One afternoon she walks into the apartment to find a stone eater crouched beside a pile of things that look to have come from some comm’s storecache: burlap sacks full of root vegetables and mushrooms and dried fruit, a big round of sharp white cheese, hide bags of packed pemmican, satchels of dried rice and beans, and—precious—a small cask of salt. The stone eater vanishes when Nassun approaches the pile, so she cannot even thank it. She has to blow ash off of everything before she puts it away.

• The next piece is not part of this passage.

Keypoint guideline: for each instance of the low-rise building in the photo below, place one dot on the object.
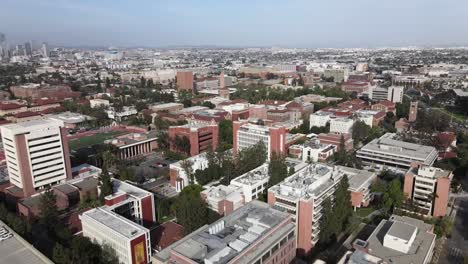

Nassun has figured out that the apartment, like the garden, must have been used until recently. The detritus of another person’s life is everywhere: pants much too big for her in the drawers, a man’s underwear beside them. (One day these are replaced with clothing that fits Nassun. Another stone eater? Or maybe the magic in the apartment is even more sophisticated than she thought.) Books are piled in one of the rooms, many of them native to Corepoint—she’s beginning to recognize the peculiar, clean, not-quite-natural look of Corepoint things. A few, however, are normal-looking, with covers of cracking leather and pages still stinky with chemicals and handwritten ink. Some of the books are in a language she can’t read. Something Coaster.
One, however, is made of the Corepoint material, but its blank pages have been handwritten over, in Sanze-mat. Nassun opens this one, sits down, and begins to read.